Assuming countable addivity, let's prove finite additivity, which says that $P ( \bigcup_{n = 1}^{N} A_{n}) = \sum_{n = 1}^{N} P ( A_{n} )$ whenever $ A_{1}, A_{2}, \dots A_{N} $ is a sequence of disjoint sets in the relevant sigma algebra. Given $ A_{1}, A_{2}, \dots A_{N} $, we note that $$\bigcup_{n=1}^{N}A_{n} = A_{1} \cup A_{2} \cup \cdots \cup A_{N} = A_{1} \cup A_{2} \cup \cdots \cup A_{N} \cup \emptyset \cup \emptyset \cup \cdots.$$
The point of including all those empty sets in the union above is to obtain an infinite sequence of disjoint sets (since the empty set is disjoint from everything) so we can apply countable additivity.

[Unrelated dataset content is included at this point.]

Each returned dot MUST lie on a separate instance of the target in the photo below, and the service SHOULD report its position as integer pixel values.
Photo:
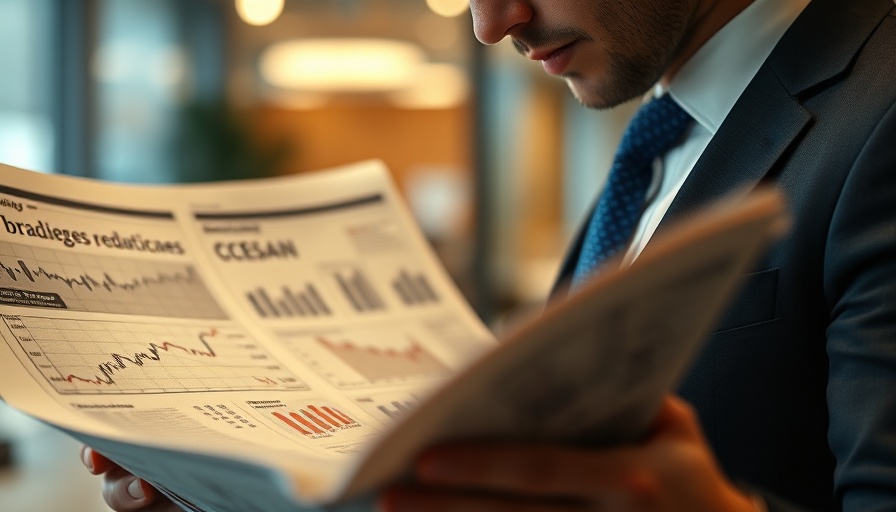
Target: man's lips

Doing so yields $$ \begin{align*} P (A_{1} \cup A_{2} \cup \cdots \cup A_{N}) &= P(A_{1} \cup A_{2} \cup \cdots \cup A_{N} \cup \emptyset \cup \emptyset \cup \cdots) \\ &= P(A_{1}) + P(A_{2}) + \cdots + P(A_{N}) + P(\emptyset) + P(\emptyset) + \cdots \\ &= P(A_{1}) + P(A_{2}) + \cdots + P(A_{N}) + 0 + 0 + \cdots \\ &= P(A_{1}) + P(A_{2}) + \cdots + P(A_{N}). \end{align*} $$
Since the sequence $A_{1}, A_{2}, \ldots, A_{N}$ was arbitary, we're done.
lets say we want to apply finite additivity to only $N$ events (such that $N$ is finite). In this case too we can construct an infinite union using $A_n=∅$ for $n> N$ (and $n< \infty$) and apply countable union axiom on it. It will prove finite union.